- Create a Portfolio of Stocks using Open AI gym and Stable Baselines.
- Experiment with different trading strategies.
- Connect to RabbitMQ to excecute orders and generate PnL
Folder: /data/concat.csv
Its a static dataset consisting of the bid_price,ask_price,bid_size,ask_size for 25 securities for 1000 timesteps
Check requirements.txt
python -m pip install -r requirements.txt
Requires Python 3.6/3.7
Conda Env for the 100 server:
conda activate /home/citi/anaconda3/envs/cudf-nightly
File: config.ini
Change:
- Bot Number
- Model (Path of the saved Model or to save model)
Look out for:
- Baseline Algorithm: (DDPG/TD3/PPO2)
- Episodes: No of epochs to train
- Strategy: Trading Strategy to implement
- Train and Test Size
- Window Size for Technical Indicators
- List of Securities to listen and trade on
The Env and the Bot have can have different strategies and initial capital if required.
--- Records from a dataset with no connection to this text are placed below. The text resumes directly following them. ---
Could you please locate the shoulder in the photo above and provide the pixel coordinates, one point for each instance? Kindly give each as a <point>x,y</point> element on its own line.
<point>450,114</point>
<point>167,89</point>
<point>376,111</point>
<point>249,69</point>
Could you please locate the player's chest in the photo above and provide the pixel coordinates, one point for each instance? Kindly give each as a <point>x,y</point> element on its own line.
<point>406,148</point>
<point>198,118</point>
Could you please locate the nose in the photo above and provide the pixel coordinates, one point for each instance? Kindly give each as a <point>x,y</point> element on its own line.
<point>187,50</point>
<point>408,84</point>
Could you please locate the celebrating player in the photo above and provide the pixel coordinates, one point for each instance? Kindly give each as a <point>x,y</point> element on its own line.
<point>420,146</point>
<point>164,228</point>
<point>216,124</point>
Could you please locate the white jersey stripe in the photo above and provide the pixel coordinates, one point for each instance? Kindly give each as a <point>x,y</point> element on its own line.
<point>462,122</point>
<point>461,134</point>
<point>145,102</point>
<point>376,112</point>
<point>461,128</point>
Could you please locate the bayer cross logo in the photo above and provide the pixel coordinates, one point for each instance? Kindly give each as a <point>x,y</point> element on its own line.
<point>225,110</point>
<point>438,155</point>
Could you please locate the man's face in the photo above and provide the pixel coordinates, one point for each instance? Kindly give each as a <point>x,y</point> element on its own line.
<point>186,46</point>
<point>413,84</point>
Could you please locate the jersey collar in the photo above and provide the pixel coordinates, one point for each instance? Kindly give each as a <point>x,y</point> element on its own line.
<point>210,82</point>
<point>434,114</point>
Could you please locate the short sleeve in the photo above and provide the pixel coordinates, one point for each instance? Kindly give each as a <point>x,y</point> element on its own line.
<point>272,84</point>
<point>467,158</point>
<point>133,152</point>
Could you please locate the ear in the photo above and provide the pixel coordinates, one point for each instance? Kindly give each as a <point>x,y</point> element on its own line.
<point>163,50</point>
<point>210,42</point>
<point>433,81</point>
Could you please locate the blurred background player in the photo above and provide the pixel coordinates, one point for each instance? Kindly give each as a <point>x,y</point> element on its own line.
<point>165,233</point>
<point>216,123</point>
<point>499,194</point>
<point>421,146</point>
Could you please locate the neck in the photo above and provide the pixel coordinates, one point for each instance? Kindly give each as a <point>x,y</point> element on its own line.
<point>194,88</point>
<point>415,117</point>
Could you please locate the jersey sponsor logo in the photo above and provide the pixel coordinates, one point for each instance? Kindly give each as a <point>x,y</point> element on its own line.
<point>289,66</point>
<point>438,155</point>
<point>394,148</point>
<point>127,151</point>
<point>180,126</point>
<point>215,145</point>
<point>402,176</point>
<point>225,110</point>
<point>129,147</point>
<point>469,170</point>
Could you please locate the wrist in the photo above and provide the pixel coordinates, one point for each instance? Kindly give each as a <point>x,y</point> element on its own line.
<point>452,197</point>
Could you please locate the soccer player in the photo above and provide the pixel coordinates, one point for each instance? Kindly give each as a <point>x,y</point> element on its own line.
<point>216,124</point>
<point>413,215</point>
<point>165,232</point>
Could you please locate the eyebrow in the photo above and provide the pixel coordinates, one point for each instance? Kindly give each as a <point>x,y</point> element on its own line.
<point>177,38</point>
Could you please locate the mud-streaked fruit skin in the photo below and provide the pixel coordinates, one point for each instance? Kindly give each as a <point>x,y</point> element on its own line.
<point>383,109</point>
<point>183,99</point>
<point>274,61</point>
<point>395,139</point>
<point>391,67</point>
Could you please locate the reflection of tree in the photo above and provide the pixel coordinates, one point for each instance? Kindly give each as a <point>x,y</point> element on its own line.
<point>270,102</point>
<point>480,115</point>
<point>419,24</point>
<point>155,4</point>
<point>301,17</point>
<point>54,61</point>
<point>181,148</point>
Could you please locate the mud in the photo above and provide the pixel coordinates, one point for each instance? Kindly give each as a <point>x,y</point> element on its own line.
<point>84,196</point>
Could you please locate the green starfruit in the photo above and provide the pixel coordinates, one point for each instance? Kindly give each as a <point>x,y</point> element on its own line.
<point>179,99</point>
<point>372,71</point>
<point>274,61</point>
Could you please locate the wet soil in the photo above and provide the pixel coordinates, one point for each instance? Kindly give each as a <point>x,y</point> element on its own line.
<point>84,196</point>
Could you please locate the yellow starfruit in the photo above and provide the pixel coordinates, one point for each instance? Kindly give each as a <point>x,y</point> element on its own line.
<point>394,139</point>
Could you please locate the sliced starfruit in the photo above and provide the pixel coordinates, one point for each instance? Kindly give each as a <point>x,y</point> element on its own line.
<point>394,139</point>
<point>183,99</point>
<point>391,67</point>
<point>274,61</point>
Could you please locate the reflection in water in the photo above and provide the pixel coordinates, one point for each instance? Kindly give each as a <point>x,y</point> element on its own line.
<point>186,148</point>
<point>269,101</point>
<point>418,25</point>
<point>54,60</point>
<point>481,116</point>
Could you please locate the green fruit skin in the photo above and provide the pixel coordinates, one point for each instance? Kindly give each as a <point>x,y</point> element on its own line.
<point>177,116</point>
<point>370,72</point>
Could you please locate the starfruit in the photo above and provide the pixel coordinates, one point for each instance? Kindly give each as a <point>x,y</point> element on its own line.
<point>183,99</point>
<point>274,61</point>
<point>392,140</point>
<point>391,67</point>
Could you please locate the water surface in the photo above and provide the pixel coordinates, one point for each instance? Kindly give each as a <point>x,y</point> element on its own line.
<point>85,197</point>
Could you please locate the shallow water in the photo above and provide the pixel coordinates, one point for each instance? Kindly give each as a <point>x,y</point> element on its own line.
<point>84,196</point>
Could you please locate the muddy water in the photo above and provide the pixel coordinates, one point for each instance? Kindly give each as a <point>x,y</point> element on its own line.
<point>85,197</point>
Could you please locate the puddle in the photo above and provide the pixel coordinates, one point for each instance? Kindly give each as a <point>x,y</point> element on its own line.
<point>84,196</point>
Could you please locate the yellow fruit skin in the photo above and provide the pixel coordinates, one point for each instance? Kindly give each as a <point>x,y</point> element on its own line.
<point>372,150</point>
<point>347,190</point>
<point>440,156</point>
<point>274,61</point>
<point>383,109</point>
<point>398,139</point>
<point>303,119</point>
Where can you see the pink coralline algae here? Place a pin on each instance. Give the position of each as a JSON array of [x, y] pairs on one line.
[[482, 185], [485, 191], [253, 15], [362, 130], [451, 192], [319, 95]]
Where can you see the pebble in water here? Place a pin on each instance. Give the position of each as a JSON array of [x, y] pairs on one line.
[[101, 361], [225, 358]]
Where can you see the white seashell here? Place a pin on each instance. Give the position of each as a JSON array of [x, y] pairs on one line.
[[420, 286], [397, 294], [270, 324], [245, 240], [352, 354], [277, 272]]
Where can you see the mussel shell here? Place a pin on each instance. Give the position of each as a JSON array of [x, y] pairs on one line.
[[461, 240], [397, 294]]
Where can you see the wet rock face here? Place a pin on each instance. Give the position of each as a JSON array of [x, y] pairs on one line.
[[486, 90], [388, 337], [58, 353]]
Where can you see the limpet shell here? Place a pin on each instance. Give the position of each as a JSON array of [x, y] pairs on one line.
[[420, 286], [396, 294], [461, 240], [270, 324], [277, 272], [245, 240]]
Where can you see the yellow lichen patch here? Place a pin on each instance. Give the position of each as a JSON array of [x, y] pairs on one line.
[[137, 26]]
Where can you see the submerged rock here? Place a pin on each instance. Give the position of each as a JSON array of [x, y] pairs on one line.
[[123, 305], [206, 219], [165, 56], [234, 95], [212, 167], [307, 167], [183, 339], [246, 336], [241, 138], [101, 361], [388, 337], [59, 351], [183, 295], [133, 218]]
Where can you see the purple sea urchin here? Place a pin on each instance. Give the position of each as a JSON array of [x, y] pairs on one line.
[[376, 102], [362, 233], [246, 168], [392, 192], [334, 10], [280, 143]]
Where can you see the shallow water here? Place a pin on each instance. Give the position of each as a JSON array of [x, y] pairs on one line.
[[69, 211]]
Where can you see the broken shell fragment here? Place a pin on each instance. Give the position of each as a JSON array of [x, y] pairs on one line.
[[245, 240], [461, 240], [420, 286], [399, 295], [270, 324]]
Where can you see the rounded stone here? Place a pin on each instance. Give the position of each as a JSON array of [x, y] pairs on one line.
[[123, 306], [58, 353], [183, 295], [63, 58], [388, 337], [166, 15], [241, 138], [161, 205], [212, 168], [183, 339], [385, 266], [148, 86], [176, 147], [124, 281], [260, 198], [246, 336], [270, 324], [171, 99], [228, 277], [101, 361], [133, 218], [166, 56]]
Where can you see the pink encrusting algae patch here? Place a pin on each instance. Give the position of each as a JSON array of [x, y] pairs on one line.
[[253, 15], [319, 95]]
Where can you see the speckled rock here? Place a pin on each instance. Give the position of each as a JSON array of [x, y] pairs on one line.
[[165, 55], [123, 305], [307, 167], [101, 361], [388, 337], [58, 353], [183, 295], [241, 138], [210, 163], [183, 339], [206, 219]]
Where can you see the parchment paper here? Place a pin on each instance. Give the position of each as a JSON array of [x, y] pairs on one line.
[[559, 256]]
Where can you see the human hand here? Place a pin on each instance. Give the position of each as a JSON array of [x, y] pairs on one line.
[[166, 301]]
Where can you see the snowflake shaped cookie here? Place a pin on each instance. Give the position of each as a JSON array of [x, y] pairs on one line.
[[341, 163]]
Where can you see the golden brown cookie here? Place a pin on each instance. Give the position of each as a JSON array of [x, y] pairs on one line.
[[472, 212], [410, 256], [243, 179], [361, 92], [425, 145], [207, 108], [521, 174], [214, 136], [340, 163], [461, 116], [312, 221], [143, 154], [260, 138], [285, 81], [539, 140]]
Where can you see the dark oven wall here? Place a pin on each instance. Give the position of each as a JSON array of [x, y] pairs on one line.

python rl_trading_bot.py [--load] [--no-train] [--train-only]
Options/Arguments:
- load the pretrained model from the modelpath in the config
- do not train on static data
- only train and save the model
Save folder for model and logs: save/
File: agent.py
To train, react to levels data, trade data, generate orders based on the actions of the model.
RL Algorithms and Policy:
- DDPG - DDPGMLP
- TD3 - TD3MLP
- PPO2 - MLPLSTM
These alogrithms are imported from stable baselines [1] and trained in a custom Open AI Gym env [2].
Folder: /env
**gym_trading_env*8: Custom gym env for custom trading strategy for the selected list of securities
Observation Space: Box - average of bid and price stocks for selected securities
Action Space: Box - range [0,1] (Only longs or reallocation, no negative inventory (negative weights))
- Momentum: Ratio of the average bid price in the window with the average price upto current step.
- Mean Reversion: Inverse of momentum. Assumes the security is mean reverting.
- Moving Average Convergence Diverngence: Get discreet signals on a rolling window by combining two moving averages
Env:
The current action defines the weights of the portfolio. The sample from the action is clipped between 0,1 and normalized such that the sum of all the weights = 1. This ensures that the portfolio is completely utilized with a distribution of securities. (Only positive inventory values)
The reward for the action is log rate of return with the new weights of the portfolio normalized by the progress for a delayed reward.
Bot:
Similarly the current action defines the weights of the portfolio. The sample from the action is clipped between 0,1 and normalized such that the sum of all the weights = 1. Based on the distribution, te portfolio is reallocated and the agent sends buy or sell orders of quantitiy equal to the change of allocation.
File: mx_communication.py
Create and listen to the channels and communicate with the bots.
File: test_pb2.py
Protocol buffer generated descriptors
- Train the agent on new levels data based on a rolling window rather than a static set of observations
- Update model and alphas in the bot based on the completed trade (Would require sync with the matching engine)